Supporters of Saranac Lake's Adirondack Carousel make a good point that trees in William Morris Park block the view of this impressive structure and attraction from Church Street and Bloomingdale Avenue.
Christopher Cohan, a landscape architect based in Rye, recently wrote a letter to Adirondack Carousel board President Marge Glowa offering his services free of charge to draft a master plan for the village park. He suggested removing most of the trees along the Bloomingdale Avenue fence line and replacing them with shrubs inside the fence and flowers outside.
Mr. Cohan, whose family has donated to the carousel over the years, said it is a "handsome structure" but "it is invisible."

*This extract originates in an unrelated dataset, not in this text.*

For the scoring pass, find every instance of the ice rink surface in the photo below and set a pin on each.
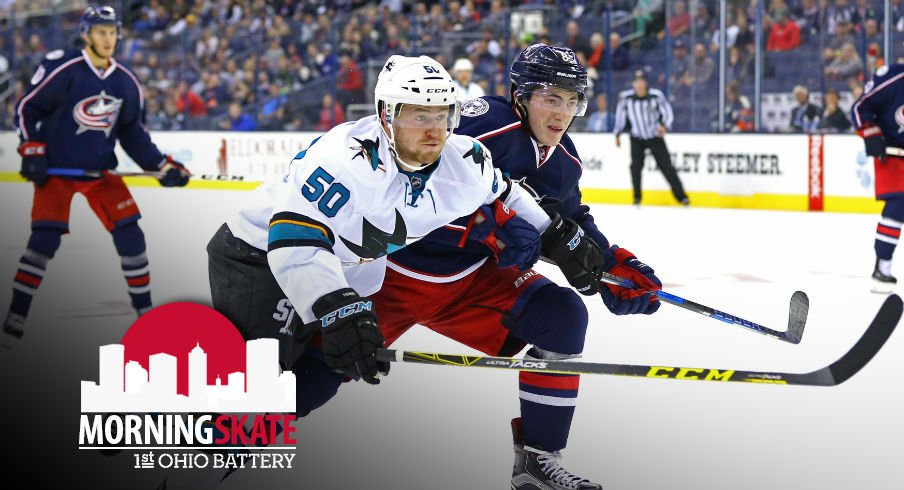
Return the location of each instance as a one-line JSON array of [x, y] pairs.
[[448, 428]]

The Adirondack Carousel is screened by a row of three spruce trees inside the fence of William Morris Park in Saranac Lake, as well as partly by red maples like the one at right.
(Enterprise photo — Peter Crowley)
Something like visibility could make a real difference in the fortunes of the carousel, which is hanging in there but is not (yet, anyway) a runaway success. Most new enterprises take some time to get established. The village has an incentive to show off the carousel since it enhances a village crossroads that has been improved in recent years and has further potential, commercially and residentially. The village also, in agreeing to host the carousel in the park, is obliged to show it off to mutual advantage.
Of course, the village also has an obligation to all park users, so let's take a closer look.
Two sets of trees are involved: three white spruces close together just inside the fence, and an array of red maples and white ashes outside, between the fence and the sidewalk.
We suggest the spruces could go but that the others remain.
Trees are beautiful, and each of these trees is attractive on its own. But unlike in a forest, where trees grow where they will, in a park, trees are planted strategically in arrangements where they enhance the space.
To our eyes, the maples and ashes seem to have been placed intentionally, ornamentally, as is typical in a park. The spruce row, however, seems to have either been planted as a screen on purpose, before there was a carousel to block, or else they sprang up accidentally.
Only the crowns of the maples and ashes block one's view of the carousel, but the spruces block one's line of sight from top to bottom. And being evergreens, they block it year-round, whereas the deciduous trees lose their leaves in winter.
We do notice that young children have fun hiding among the spruces against the fence, so that's a benefit they provide. Some kids would miss that.
They also provide a little shade but, being cone-shaped, not as much as the umbrella-shaped deciduous trees outside the fence.
There's almost no taxpayer cost involved with cutting down three trees, so that's not a factor.
If this landscape architect's credentials are acceptable to both the village and the carousel committee, and if he donates a master plan that looks good to both sides, it might make sense for the village to follow his professional advice and remove these three spruce trees to open up a window on the carousel for passers-by.